Paula se quedó allí tumbada mientras él le quitaba con pericia el resto de la ropa, dejándola expuesta a su hambrienta y ardiente mirada. Siguieron besándose, y cuando Paula alcanzó el punto en el que no pudo más, Pedro se incorporó, se bajó la cremallera de los pantalones y se los quitó sin apartar los ojos de ella. Luego siguieron los calzoncillos.


—Oh, Dios mío.


Pedro se rio y le acarició la comisura de la boca con el pulgar. Luego hundió los labios en los suyos y bebió de su dulce sabor, saboreando el erótico movimiento de su lengua contra la suya.


—Quiero saborearte entera.


Su voz era como el humo, se disipó por todos los rincones de su cuerpo.


—Relájate y disfruta, cara —le susurró él al oído.

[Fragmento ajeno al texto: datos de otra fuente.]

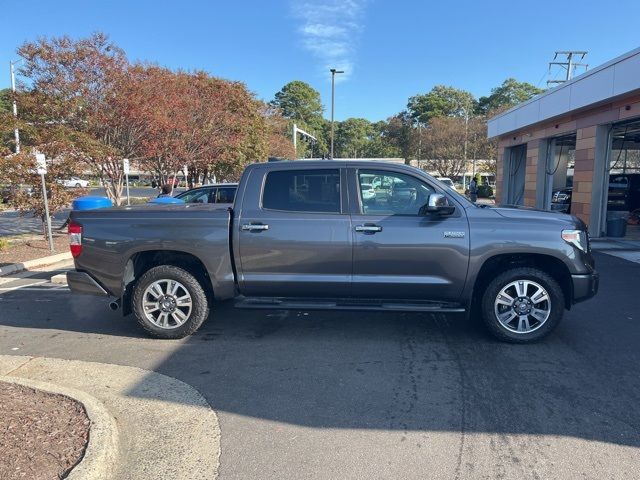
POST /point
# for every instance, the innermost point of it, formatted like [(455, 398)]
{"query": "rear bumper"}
[(81, 282), (585, 286)]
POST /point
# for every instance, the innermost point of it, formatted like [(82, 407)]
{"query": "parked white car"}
[(75, 182)]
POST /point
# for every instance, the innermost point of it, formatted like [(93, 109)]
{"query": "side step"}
[(346, 304)]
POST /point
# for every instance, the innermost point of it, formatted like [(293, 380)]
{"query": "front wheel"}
[(522, 305), (169, 302)]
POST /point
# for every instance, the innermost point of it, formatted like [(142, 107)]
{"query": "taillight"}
[(75, 238)]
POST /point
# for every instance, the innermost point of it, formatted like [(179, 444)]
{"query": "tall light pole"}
[(12, 65), (333, 96)]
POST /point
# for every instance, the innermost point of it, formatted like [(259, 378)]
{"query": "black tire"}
[(555, 294), (199, 309)]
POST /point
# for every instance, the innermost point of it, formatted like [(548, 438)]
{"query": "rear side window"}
[(303, 191), (225, 194)]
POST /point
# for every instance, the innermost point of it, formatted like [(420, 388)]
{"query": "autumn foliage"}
[(87, 107)]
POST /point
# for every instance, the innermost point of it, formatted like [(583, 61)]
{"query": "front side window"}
[(303, 191), (225, 194), (390, 193), (196, 196)]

La intimidad de sus caricias, la efectividad de su lengua en la boca, deberían haber escandalizado su sensibilidad de virgen, pero Paula solo sentía placer al frotarse contra su mano y su boca, permitiendo que la llevara una y otra vez hacia la cima.


Cuando cerró la mano sobre la sedosa y dura firmeza de su virilidad, Pedro contuvo el aliento y gimió:
—Tengo que hacerte mía ahora, Paula.


Ella abrió las piernas en silenciosa invitación, y cuando Pedro se le puso encima, alzó las caderas para abrirse más a él. El primer embate la dejó sin aliento, pero cuando empezó a moverse, Paula se dio cuenta de que había más… y con cada sucesivo embate, Pedro fue penetrándola más y más profundamente.


Cuando alcanzó el clímax, fue algo tan intenso que el grito de Paula compitió en ferocidad con el gemido que surgió del pecho de Pedro.